Come October 1st, he’ll be looking forward to a little bit of a layoff. Pratt’s been nursing a hip flexor injury from this spring and with consistent traveling and competing, there hasn’t been much time to rehab.

“I still wear a brace for it. It doesn’t really hurt anymore, but for some reason it’s still kind of there.” Pratt said. “I feel like when I get home I’ll take a couple of weeks and let it just rest. Every time you step across a calf you can tweak it or pull it.

At first, neither Pratt or doctors could pinpoint the issue.

“For a while it hurt pretty bad. Docs thought it was my groin, but it wasn’t,” he continued. “I took a couple of weeks off this spring, but we were treating the wrong thing. Now that I know what it is, you just stretch it out, ease it around.

One thing that doesn’t help? Driving long distances.

“Sitting in the truck isn’t good, it tightens up.”

While Pratt might not be 100 percent, his horsepower is looking good.

“A good friend of mine let me borrower a horse of his (Tuffy) to use as a No. 2 horse, I’ve ridden him about 10 times. Then I got my good horse, Six. It’s been a blessing to give Six a break at times.”

Despite being in Pratt’s hometown with his extended family, they haven’t had enough time to enjoy the reunion.

“Man, not really. We’ve been in and out. Last week we were home for two days and then went to San Juan, Coeur d’Alene, Kennewick and Bremerton. As soon as we got home from Coeur d’Alene we spent one day here then went to Walla Walla and Armstrong, BC.

“Next week it’ll be nice. We’ll get to spend a little time with my parents and grandparents because I’m not up until Friday and Saturday in Spokane and Lewiston. And then shoot, the next week we head down to Pendleton on Monday, rope there Tuesday and Wednesday and then head to Albuquerque.

“I would like to have more time, but you’ve got to take care of business.”

Pratt’s not the only one taking care of business. Rainy is a barrel racer who picks and chooses what rodeos to enter when it works with the family’s schedule.

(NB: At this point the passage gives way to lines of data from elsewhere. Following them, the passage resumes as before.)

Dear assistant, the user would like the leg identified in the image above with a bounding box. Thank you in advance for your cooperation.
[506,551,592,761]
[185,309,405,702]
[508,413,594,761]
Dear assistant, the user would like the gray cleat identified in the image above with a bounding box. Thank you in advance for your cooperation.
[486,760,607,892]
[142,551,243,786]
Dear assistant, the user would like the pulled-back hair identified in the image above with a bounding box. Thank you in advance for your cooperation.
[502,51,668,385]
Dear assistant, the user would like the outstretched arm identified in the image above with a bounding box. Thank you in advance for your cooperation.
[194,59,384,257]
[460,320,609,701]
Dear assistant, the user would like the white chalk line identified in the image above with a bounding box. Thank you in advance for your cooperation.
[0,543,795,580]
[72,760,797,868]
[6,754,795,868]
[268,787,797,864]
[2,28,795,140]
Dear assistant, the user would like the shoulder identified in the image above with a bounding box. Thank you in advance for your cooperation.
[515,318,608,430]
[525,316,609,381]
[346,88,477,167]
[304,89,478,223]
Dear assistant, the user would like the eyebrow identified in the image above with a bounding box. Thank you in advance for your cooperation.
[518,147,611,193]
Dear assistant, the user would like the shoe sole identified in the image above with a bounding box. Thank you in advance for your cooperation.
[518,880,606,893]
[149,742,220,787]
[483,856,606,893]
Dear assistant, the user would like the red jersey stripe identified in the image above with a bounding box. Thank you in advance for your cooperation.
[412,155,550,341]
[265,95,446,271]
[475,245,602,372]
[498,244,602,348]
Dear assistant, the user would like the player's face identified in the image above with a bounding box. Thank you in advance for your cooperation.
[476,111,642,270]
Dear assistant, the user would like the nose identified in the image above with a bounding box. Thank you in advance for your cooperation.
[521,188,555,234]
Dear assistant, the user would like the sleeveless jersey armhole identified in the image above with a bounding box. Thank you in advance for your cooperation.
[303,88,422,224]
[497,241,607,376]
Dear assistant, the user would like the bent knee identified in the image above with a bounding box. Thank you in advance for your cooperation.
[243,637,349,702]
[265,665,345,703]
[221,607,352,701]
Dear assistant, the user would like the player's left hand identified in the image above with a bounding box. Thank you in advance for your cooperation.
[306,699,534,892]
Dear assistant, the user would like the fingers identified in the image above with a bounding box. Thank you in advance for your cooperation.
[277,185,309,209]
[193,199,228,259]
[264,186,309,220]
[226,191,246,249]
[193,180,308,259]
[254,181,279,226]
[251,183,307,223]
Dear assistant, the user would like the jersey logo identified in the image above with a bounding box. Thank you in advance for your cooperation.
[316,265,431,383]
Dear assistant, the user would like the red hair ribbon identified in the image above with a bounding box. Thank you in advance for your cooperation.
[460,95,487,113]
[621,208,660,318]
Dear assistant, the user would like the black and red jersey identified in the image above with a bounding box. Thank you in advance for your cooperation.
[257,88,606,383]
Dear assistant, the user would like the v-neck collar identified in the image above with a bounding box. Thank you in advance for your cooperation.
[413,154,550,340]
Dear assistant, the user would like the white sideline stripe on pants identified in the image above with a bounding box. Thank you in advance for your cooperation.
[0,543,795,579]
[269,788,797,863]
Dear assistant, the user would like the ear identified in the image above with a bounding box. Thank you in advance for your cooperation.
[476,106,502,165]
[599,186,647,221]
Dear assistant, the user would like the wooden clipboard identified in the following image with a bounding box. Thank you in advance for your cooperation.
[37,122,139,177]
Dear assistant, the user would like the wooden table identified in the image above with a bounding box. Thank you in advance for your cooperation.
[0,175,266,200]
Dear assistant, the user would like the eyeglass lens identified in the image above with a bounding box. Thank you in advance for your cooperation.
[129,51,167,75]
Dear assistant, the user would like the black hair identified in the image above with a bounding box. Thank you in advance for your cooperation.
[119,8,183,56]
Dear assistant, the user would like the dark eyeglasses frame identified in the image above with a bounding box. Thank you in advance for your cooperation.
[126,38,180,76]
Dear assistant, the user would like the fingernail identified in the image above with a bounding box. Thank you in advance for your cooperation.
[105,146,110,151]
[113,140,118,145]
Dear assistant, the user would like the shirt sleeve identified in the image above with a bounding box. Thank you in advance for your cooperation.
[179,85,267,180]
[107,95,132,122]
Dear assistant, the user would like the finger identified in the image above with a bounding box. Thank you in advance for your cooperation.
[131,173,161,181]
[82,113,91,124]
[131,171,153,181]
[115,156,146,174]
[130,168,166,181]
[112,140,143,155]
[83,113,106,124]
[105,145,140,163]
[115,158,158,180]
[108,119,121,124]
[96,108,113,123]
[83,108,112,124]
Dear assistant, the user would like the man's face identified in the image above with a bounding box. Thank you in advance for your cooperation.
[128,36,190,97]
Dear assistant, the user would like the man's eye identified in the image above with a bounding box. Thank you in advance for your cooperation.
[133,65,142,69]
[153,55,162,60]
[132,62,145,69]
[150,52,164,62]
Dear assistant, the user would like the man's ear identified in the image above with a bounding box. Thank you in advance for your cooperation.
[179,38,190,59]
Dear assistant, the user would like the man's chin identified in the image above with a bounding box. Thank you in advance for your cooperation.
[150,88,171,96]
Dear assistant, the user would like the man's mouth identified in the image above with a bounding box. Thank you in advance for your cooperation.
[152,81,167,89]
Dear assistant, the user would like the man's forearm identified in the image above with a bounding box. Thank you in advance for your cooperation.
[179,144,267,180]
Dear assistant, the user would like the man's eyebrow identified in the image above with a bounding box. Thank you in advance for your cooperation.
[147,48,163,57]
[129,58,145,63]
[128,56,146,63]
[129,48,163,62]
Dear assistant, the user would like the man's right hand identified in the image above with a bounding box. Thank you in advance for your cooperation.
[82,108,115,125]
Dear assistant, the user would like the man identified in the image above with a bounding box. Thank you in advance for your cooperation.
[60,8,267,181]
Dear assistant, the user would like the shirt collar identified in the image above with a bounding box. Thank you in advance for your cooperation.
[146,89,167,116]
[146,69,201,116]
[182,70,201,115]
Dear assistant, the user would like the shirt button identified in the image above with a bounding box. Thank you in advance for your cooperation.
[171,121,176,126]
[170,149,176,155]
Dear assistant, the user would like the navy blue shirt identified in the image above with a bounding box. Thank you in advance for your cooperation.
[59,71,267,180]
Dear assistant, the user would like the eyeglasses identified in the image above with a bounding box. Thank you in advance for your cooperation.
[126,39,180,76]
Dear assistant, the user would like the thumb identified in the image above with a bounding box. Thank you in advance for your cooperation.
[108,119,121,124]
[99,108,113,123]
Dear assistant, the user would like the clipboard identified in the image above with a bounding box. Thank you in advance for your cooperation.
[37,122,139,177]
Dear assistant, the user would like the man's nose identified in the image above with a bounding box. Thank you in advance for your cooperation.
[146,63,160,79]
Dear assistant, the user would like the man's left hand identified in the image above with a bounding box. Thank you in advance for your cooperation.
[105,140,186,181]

She chose very well this week as she placed second in Ellensburg’s first round with a 17.38-second run for $1,999. Her second run during Friday night’s performance was 17.52 which split 10th three ways for $74. Even better, her 34.90-second aggregate on two is fifth in the average. A solid short round run could net the family another few thousand in go-round and average money.

Regardless of the payday, the four Pratt family members will be on the road together as the kids are road warriors.

“They really enjoy going to the rodeos, that makes it a lot easier.”